5. **Clustering Method**
    - This method divides the dataset based on high-level vegetation, creating five clusters labeled according to vegetation type: 0 for Barren, 2.99990844307448 for Evergreen needleleaf, 5.00013733538828 for Deciduous, 18.0000305189752 for Mixed, and 19 for Interrupted. For more details refer to ERA5.
    - This step creates 90% training and 10% validation datasets for each cluster.

6. **Develop a Model**
    - The 'Features.R' file includes 'feature_1', which is a list of band combinations used for developing the ML model.
    - The 'grid_best' function assists in hyperparameter tuning and selecting the best combination.

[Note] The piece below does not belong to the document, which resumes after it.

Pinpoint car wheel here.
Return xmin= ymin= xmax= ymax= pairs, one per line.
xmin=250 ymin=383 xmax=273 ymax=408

    - The 'sampling_train_data' function performs undersampling and oversampling of the training dataset in an iterative process to improve the R-squared value of the previous ML model. As this is an iterative process, it may take a long time to complete (in days). 
    - The optimal value must be manually selected from the corresponding R2.x (where x is the cluster number) dataframe file. 
The optimal parameters are selected in the 'Smote_train' and 'undersample_filter' functions.
    - The 'train_model' function creates an ML model using the optimal parameters.

7. **Model Performance Evaluation**
    - The 'prediction_function' estimates the model’s performance using the validation dataset.
    - The 'print_result' function generates a .txt output file that includes the model performance. The file is created in the same directory as the source code.